Estás completamente perdida. Has dado vueltas y vueltas buscando aspirina para paliar el dolor de la cicatriz que estira, pero nada. No hay aspirina y sigues en la calle, sin noticias de Charlie y con tu hijo en casa de tu madre. Hoy has dejado antes la oficina, gracias al dolor en balde, el de la cicatriz que arde. Después de bregar con los informes y las angustias del jefe, al volver de tu segunda excursión al baño con el sacaleches, decidiste que era bastante. Y alegaste un dolor inexpresable, con cara de muerta en vida.
Ya en la calle caminaste a la deriva. Buscabas una farmacia, empujada por el aire descubriste callejuelas sin salida, luego una gran avenida, una calle, otra, todas parecidas. En las esquinas y en los bares, los humanos más dispares pegados al televisor con caras desabridas, frente a la crisis del mundo mundial se agitan como primates. El mundo se derrumba y tú ni miras, absorbida por una idea fija: encontrar a Charlie.

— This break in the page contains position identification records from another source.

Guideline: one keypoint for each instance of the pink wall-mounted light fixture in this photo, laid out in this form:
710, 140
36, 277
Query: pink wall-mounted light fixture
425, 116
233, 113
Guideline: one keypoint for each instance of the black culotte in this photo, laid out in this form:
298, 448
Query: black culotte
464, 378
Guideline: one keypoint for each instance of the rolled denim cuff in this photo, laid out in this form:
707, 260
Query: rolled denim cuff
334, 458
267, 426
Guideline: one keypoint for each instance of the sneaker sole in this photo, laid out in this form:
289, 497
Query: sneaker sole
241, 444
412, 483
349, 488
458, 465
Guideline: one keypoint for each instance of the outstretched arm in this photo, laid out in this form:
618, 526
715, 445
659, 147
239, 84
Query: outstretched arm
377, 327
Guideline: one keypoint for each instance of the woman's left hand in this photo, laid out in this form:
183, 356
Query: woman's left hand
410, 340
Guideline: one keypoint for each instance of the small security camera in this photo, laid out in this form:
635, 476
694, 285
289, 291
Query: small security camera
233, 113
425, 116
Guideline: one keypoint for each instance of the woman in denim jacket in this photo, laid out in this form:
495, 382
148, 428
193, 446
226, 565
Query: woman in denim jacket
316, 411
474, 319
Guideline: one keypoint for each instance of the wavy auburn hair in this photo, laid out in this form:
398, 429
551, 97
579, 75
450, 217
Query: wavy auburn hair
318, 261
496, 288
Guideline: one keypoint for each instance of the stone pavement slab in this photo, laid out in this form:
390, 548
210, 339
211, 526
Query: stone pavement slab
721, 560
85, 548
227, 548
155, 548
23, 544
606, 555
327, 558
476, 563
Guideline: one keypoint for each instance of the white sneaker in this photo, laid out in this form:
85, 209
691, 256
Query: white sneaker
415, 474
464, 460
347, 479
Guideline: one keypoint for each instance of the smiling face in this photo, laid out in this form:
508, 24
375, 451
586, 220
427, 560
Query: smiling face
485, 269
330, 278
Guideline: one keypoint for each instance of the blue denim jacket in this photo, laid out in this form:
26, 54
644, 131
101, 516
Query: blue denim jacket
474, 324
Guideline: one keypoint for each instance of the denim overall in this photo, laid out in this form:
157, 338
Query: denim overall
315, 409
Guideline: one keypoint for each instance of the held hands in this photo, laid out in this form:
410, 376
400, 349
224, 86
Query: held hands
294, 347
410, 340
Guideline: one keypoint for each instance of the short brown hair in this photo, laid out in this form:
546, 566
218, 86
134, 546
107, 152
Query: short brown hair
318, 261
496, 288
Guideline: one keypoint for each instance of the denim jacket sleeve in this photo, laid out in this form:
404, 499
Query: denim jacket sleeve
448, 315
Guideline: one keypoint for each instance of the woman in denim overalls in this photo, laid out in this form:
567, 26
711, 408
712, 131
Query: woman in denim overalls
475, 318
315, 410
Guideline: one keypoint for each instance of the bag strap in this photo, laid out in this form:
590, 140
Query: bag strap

Has empezado a despertarte en la noche moviendo las manos en el aire, dices su nombre, lo gritas. Pero Charlie es un recuerdo cada vez más difuso, sólo hay nitidez en la raja violeta de tu vientre y en tu hijo berreando su comida.
Ahora sigues perdida. Consigues concentrarte y dar un paso, luego otro, mover una pierna detrás de la otra. Repites el movimiento con una cadencia hipnótica, robótica te mueves porque persona no eres. Entonces has vuelto al quirófano y estás levantando una pierna, cuando una contracción te dobla. Te estremeces, abres la boca y emites un alarido que parece de otra, una hembra de bicho que no has conocido. La matrona te mete la mano y revuelve, apretando tu panza como si fueras ganado: "Bueno, mujer, cómo te quejas... ya será menos". Tú la miras rogando por un calmante y te retuerces de nuevo, la contracción ha vuelto como un ciclón o un agujero negro:
- "Aaaooooooaaaaaaaaaaaaaaaahhh".
Tu grito esta vez no es de primate ni de gata, sino de chancha que desangra. "Seguro que cuando te hicieron esa panza no te quejabas..." espeta la comadrona, y estás tan ofuscada que casi le das una patada con la pierna que está enganchada. Pero no puedes, claro. No puedes nada y ahora que estás extraviada esa pierna te lleva medio atontada como un alma atolondrada.
Has llegado a un desvío. Reconoces un semáforo cerca de tu casa. Estás en buen camino. Ahí te quedas parada, aguardas que cambie a verde cuando la ves del otro lado. Ella espera lo mismo, es la joven china con su bicicleta y un blanco vestido. Abres mucho los ojos y balbuceas esperanto. Ella puede llevarte hasta tu buen marido, sabe quién es Dragón Alado y quién mató al abuelito.
El rojo se apaga. Parpadea el amarillo. Sacudes tu pierna entumecida y le ordenas: "camina".